La extensa cita de Otto Rühle [tomada en el Libro de los pasajes de Benjamin del libro Karl Marx, Hellerau, 1928] explica la noción marxiana de fantasmagoría y fetichismo de la mercancía: “La mercancía parece a primera vista una cosa que se comprende por sí misma, algo trivial. Su análisis muestra que es algo retorcido, lleno de sutileza metafísica y de resabios teológicos”. En el caso de Vivian Maier, el descubrimiento de su obra no solo compete al mundo de arte y la academia por su calidad, sino que es un producto que se ha sacralizado por las circunstancias biográficas de la autora y el encuentro fortuito de su archivo. Los guardianes de sus imágenes no son museos o instituciones universitarias, sino particulares que tienen en Maier a una virgen milagrosa, de cuyo manto se hacen fragmentos para los feligreses-consumidores.

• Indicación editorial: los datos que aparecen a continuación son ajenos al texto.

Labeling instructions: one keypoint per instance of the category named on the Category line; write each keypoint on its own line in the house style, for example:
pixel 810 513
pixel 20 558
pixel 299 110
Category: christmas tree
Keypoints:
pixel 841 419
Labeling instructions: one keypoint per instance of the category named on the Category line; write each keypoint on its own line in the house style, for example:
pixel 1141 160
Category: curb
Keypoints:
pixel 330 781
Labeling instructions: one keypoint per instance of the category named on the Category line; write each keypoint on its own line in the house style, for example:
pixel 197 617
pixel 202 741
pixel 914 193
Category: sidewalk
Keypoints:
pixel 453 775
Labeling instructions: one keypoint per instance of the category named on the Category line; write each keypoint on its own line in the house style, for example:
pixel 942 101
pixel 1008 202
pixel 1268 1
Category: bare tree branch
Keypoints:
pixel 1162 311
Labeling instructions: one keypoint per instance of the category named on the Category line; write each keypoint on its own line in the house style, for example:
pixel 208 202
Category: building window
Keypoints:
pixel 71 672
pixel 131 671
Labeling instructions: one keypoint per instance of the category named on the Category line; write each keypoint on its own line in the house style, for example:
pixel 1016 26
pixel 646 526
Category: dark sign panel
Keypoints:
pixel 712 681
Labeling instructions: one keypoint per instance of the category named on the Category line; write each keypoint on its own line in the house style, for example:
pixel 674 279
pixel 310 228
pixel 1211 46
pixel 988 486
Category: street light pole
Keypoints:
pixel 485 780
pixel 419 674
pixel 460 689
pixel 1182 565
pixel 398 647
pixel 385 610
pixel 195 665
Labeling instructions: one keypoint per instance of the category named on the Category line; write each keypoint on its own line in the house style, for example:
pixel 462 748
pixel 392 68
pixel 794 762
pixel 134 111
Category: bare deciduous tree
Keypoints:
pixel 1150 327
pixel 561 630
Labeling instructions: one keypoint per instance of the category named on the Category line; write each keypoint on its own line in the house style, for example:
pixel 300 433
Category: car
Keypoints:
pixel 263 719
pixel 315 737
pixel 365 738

Para Benjamin, la figura de flâneur del siglo xix parisino es capital para ilustrar al intelectual que se encuentra fuera del contingente de las multitudes y deambula a placer entre las calles. A la vez que en movimiento, el flâneur representa una cesura y una afrenta al vértigo de una ciudad como París en la segunda mitad del siglo xix: “El flâneur […] legitima su paseo ocioso. Su indolencia es solamente aparente. Tras ella se oculta una vigilancia que no pierde de vista al malhechor. Y así es como el detective ve abrirse a su sensibilidad campos bastante anchurosos” (“El París del Segundo Imperio en Baudelaire”, 55-56). “La calle conduce al flâneur a un tiempo desaparecido. Para él, todas las calles descienden, si no hasta las madres, en todo caso sí hasta un pasado que puede ser tanto más fascinante cuanto que no es su propio pasado privado” (Libro de los pasajes, 422).
En la tercera edición del libro de Naomi Rosemblum, A History of Women Phtographers [New York, Abbeville Press, 2011] se consigna a 250 fotógrafas notables del mundo, desde el siglo xix hasta nuestros días.
Solo hasta los últimos años se puede hablar de otra fotógrafa-artista contemporánea-teórica: la inglesa Gen Doy.
Textos tanto de estas fotógrafas como de Freund y Doy se publicaron en el Reino Unido en 1996, bajo el título Illuminations. Women Writing on Photography from the 1850’s to the Present. Liz Heron y Val Williams antologan no solo artistas de la imagen, sino a historiadoras y estudiosas del tema.
Arbus, se sabe, no solo buscaba una empatia con los personajes que retrataba, sino que llegó a entablar una relación de años que quedó consignada en sus fotografías. Como un trapero que busca entre los desechos, Arbus atesoró el mundo de los olvidados. Para Benjamin, “trapero o poeta, a ambos les concierne la escoria; ambos persiguen solitarios su comercio en horas en que los ciudadanos se abandonan al sueño” (“El París del Segundo Imperio en Baudelaire”, 98).
La migración mexicana hacia los Estados Unidos se concentró en los estados fronterizos: California, Texas, Arizona y Nuevo México, sin embargo, durante las primeras décadas del siglo xx ya existían pequeñas comunidades de nuestro país en ciudades como Chicago o Nueva York (Durand y Arias, La experiencia migrante, 81-92).
Walter Benjamin define así imagen dialéctica: “No es que el pasado arroje luz sobre lo presente, o lo presente sobre lo pasado, sino que imagen es aquello en donde lo que ha sido se une como un relámpago al ahora en una constelación. […] Solo las imágenes dialécticas son auténticamente históricas” (Libro de los pasajes, 463).